Basically the stars have aligned in the worst possible way since 2018-2019. But at the same time... we have a competitive AMD GPU stack now, even if none are available - the race is reigniting, which means if supply picks up, price will be going down. And yes, we will pay RT tax. Yes, we will pay node tax. The demand is still high. But unobtanium for gaming is just not an option, that'd be self destruction for numerous companies, not just AMD or Nvidia - and that touches on a last argument to consider: if you want to drag gamers back into the game, you'll be doing things to motivate them. Price bumps are not it, but another perf/buck king certainly is. This is a great argument you make in that regard. You're right. The options are getting brutally limited.

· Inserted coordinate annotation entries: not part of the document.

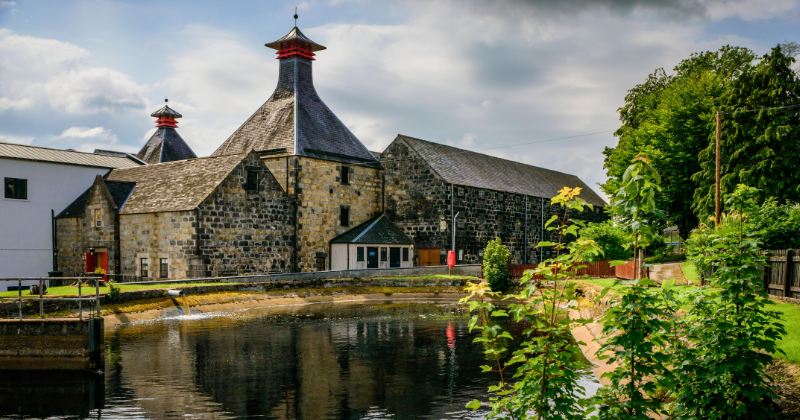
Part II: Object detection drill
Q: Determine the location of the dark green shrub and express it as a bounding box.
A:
[483,238,511,291]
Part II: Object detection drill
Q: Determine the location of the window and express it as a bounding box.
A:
[139,258,150,277]
[4,178,28,200]
[244,171,258,191]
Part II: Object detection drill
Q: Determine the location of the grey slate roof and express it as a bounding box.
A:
[212,37,378,166]
[0,142,142,169]
[136,127,197,165]
[106,153,247,214]
[264,26,325,52]
[390,134,606,206]
[331,214,414,245]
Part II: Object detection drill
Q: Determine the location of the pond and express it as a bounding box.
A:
[0,301,599,419]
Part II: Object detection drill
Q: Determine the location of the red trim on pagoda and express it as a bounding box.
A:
[276,39,316,61]
[156,116,178,128]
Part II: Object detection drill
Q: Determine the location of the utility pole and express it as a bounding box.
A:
[714,111,722,227]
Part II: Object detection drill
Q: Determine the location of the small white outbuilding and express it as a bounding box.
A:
[330,214,414,270]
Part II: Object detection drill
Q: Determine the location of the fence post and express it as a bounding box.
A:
[783,249,794,297]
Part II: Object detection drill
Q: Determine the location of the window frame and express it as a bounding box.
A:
[158,258,169,279]
[3,177,28,201]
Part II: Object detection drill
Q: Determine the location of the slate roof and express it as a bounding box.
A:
[56,175,136,219]
[331,214,414,245]
[212,31,379,166]
[0,142,142,169]
[106,153,247,214]
[150,105,183,119]
[136,127,197,165]
[264,26,325,52]
[390,134,606,206]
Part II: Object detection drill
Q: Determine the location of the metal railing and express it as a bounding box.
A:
[0,277,103,320]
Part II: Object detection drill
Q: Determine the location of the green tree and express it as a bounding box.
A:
[692,46,800,220]
[483,238,511,292]
[581,220,633,260]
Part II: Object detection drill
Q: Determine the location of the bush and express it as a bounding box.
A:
[483,238,511,291]
[581,220,633,260]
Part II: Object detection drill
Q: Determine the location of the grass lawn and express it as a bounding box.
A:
[0,283,236,299]
[681,261,700,284]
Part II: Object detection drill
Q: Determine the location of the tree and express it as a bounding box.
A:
[602,46,755,238]
[692,46,800,219]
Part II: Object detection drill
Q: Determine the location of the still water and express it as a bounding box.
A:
[0,301,599,419]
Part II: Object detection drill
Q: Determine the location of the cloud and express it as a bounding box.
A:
[0,29,147,115]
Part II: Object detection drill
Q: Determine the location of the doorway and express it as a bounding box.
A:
[389,248,400,267]
[367,246,379,268]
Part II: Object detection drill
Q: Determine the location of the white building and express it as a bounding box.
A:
[330,214,414,270]
[0,143,144,292]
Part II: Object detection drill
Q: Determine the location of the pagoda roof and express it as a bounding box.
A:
[264,26,325,52]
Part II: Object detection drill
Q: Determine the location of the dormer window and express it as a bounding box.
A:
[244,171,258,191]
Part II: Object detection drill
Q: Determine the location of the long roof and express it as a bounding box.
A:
[331,214,414,245]
[106,153,247,214]
[390,134,606,206]
[0,142,143,169]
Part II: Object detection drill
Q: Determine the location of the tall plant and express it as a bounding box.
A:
[462,188,602,420]
[675,185,785,419]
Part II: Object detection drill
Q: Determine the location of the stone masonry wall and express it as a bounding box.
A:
[198,154,294,277]
[120,211,197,279]
[381,142,607,264]
[56,184,119,276]
[289,157,382,271]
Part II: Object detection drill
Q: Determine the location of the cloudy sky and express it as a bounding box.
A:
[0,0,800,199]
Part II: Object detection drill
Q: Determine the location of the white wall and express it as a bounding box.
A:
[0,158,109,282]
[331,244,414,270]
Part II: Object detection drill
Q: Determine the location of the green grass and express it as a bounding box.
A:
[681,261,700,284]
[0,283,236,299]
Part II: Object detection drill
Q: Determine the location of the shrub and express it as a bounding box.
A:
[483,238,511,291]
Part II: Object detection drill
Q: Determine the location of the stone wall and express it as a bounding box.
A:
[56,182,120,276]
[381,142,607,264]
[278,157,382,271]
[120,211,198,279]
[197,154,293,277]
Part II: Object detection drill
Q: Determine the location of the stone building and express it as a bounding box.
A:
[213,27,382,271]
[380,135,608,265]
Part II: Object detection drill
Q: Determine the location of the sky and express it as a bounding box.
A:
[0,0,800,199]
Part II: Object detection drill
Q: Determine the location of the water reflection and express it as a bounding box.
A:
[3,302,597,419]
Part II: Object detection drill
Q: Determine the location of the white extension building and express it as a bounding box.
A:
[0,142,144,292]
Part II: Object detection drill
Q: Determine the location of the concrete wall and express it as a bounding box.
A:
[0,158,108,278]
[0,319,103,370]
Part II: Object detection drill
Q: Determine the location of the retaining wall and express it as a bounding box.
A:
[0,319,104,370]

But... this pandemic is lasting for a year now. A year! We're slowly moving towards an exit strategy and we need measures to prevent new events better... but this is going to be a temporary thing. I don't think its fair to determine that as a norm, even if a year feels long by now. Maybe we're getting guided by that emotion a bit too much here.
Anyways, you have zero real arguments and a lot of ad hominem in your comment, so reported.
Oh, you've signed up just to reply to me, OMG. Perhaps you're someone on these forums who doesn't want to tarnish his karma. Moderators see your IP address - make sure you've used VPN to leave this comment 'cause otherwise the comment will be immediately traced to your real account.
I don't think this mining craze will end until there is so much cryptocurrency mined that it forces down mining. That probably will not happen during the Ampere lifespan.
Nvidia is going to have to take more action but that probably won't happen since they reported a 61% increase in revenue from last year. How do you go to a board meeting and tell the investors that they are going to try anything more to stop all that money coming in from miners?
They say RX 6700XT gets 47.5 MH/s when tuned for mining, at 120W.
RTX 3060 without limiter gets about the same at 110W.
RTX 3070 gets a little above 60 MH/s in similar circumstances and settings.
AMD has slightly less reason to worry about miners buying all of their cards. Not much less but a little.